Since then…. Crickets.

While Transport Canada has the lead on this file, Innovation, Science and Economic Development, NRCan and Environment and Climate Change Canada are also involved — as are the provinces. Beyond that, there is not a whole lot that anyone can — or is willing to — tell you about the status of the strategy.

Currently about 95 per cent of all ZEVs are sold in the three key provinces that have incentive programs in place, namely B.C., Ontario and Quebec. Those incentive programs are currently all provincial initiatives. It is true that the federal government has come to the table with funding for infrastructure, which is good, but how about a little more dialogue on the status of the strategy?

At the beginning of April, the U.S. EPA announced that it was repealing the final determination of the so-called mid-term review process that was designed to look at the feasibility of auto companies being able to meet the stringent 2022-2025 GHG emissions regulations.

In the dying days of the Obama administration, the EPA abruptly short circuited the scheduled process and declared that automakers would be able to meet the standards.
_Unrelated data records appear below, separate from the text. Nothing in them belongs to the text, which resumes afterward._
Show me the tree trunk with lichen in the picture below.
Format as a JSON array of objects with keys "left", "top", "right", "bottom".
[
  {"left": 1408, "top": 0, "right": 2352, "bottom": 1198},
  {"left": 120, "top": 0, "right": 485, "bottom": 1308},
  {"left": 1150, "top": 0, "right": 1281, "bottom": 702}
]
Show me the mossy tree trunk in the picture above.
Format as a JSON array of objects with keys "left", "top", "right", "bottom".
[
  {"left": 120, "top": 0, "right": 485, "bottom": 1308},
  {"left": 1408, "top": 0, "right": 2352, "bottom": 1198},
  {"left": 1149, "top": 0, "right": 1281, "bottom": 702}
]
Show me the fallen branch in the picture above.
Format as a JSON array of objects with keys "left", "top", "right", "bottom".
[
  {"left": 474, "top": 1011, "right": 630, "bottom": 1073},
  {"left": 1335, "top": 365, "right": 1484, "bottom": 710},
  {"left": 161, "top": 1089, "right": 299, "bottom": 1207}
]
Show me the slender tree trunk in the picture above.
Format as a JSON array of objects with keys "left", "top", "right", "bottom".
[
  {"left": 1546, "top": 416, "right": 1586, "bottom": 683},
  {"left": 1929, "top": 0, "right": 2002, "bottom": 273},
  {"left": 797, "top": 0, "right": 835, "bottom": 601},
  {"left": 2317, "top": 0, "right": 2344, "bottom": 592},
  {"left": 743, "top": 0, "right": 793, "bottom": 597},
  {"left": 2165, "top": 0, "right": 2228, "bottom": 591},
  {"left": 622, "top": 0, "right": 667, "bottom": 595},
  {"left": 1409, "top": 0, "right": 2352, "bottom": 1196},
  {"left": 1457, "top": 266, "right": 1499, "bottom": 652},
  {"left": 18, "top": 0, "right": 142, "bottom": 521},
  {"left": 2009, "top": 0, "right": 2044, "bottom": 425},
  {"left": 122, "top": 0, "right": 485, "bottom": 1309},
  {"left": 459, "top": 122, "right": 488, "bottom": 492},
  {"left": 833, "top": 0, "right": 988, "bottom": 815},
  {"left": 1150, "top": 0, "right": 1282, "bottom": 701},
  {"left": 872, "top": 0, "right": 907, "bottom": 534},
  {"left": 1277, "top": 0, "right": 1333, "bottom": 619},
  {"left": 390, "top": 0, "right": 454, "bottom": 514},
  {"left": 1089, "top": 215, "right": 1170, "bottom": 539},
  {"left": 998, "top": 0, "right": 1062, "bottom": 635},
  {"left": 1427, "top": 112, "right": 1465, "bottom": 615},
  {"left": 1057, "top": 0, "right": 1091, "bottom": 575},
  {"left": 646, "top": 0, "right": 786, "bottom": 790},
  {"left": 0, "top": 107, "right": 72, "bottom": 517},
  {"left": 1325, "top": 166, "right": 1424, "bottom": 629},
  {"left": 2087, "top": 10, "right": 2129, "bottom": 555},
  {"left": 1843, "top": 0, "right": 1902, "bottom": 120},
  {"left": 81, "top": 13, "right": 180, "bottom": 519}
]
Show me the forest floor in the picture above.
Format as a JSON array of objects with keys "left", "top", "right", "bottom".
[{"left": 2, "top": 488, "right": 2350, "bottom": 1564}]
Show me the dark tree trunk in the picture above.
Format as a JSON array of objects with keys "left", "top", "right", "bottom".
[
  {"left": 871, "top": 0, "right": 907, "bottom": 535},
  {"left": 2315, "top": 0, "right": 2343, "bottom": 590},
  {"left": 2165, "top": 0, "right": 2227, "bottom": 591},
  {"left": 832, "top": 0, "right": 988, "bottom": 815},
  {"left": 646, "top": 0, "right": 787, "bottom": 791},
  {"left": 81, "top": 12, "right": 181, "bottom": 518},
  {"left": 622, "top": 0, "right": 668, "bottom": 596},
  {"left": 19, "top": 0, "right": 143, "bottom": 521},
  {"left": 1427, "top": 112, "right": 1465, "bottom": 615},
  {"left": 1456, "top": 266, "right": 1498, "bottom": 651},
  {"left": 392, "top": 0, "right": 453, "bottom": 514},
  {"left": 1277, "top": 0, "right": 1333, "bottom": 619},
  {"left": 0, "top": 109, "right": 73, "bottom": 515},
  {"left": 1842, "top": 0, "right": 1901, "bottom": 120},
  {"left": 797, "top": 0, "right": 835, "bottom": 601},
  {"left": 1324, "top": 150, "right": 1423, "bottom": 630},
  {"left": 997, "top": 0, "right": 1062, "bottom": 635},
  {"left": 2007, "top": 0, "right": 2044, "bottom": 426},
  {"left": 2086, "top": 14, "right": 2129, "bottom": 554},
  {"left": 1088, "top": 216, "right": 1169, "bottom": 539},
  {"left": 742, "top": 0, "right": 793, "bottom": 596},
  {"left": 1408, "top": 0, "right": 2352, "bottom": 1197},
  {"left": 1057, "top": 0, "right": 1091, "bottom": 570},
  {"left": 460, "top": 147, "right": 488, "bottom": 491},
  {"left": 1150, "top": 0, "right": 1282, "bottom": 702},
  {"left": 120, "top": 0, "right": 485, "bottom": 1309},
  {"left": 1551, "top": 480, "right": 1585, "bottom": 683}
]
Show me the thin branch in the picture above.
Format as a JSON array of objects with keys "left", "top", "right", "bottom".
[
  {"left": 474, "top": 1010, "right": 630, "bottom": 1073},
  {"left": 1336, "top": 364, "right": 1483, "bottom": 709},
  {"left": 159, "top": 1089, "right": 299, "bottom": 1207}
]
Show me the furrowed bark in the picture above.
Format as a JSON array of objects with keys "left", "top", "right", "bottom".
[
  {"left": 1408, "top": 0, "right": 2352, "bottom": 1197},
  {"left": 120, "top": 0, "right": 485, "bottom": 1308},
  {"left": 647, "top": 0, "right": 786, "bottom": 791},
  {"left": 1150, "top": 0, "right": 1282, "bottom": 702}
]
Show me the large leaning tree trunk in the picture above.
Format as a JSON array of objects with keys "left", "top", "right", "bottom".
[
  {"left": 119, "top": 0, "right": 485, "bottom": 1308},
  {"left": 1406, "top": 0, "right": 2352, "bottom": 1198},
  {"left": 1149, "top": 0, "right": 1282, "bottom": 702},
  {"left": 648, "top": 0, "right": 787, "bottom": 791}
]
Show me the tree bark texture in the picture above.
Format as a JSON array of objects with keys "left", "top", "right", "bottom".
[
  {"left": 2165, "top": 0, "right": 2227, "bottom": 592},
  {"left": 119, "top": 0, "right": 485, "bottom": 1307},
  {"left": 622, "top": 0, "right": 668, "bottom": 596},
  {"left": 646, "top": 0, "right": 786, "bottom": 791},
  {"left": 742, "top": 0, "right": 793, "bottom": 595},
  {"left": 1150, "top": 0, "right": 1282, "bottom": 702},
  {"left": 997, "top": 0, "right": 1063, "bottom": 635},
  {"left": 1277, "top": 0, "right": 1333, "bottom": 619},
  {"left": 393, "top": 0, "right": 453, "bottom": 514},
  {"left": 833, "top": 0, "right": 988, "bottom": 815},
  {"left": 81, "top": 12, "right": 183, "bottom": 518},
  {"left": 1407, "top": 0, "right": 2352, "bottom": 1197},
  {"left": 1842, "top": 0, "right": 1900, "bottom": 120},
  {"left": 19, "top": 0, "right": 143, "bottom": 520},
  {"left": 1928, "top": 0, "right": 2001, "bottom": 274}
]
In early April, EPA Administrator, Scott Pruitt discarded the “final determination” from 2017 suggesting that more recent and more accurate data has indicated that automakers would not be able to meet the stringent GHG emission standards for 2022-2025 without some form of modification.

This has effectively kick-started a whole new rule-making process in the U.S. and at this point it is unclear what adjustments may be made to the 2022-2025 standards.

Why is this important for Canada and Justin Trudeau’s Liberal government? Because the Canadian GHG regulations are essentially a carbon-copy of the U.S. regulations and even incorporate by reference certain provisions of the Code of Federal Regulations (CFR).

Therefore, we will follow wherever the U.S. goes (even if that’s not where our federal government wants to go) unless the Canadian government proactively intervenes to produce some new and different GHG regulations for Canada.

There are a lot of unknowns at the moment concerning the timing of the new rule-making process in the U.S. and what this will all ultimately mean for Canada.

It is evident that the Trudeau Government thought it was going to be dealing with a different U.S. administration that was more philosophically aligned with it with respect to climate change and few other things — actually, quite a few — as we are finding out.

It will be interesting to see how the federal government reconciles the fact that it was elected on a platform of doing something about climate change while Canada’s largest trading partner seems to be going in a different direction.

One thing that is clear from the automotive industry’s perspective is that holding to the same GHG emissions regulation as the U.S. (because that’s the way they were constructed) but expecting different GHG results/outcomes from industry is fraught with obvious danger.

Danger, that is, unless the government understands that if it wants different results and outcomes that it must be prepared to introduce some significant flexibilities to the North American rule that will facilitate the Canadian industry achieving different results.

There are those who will say, “Well, it doesn’t matter what Trump does because the states, led by California and the Section 177 states will carry the water for the nation on GHG emission standards and Canada can simply align with them.”

Maybe. Perhaps. But, it still doesn’t alleviate the problem the federal government has about having to proactively intervene to create new GHG regulations or amend existing ones to undertake such a change that would allow it to align with California.

There are a lot of unknowns at the moment concerning the timing of the new rule-making process in the U.S. and what this will all ultimately mean for Canada.

At the end of the day, however, at the federal level or the provincial level — shifting political winds have the potential to have a significant impact on the automotive industry in Canada.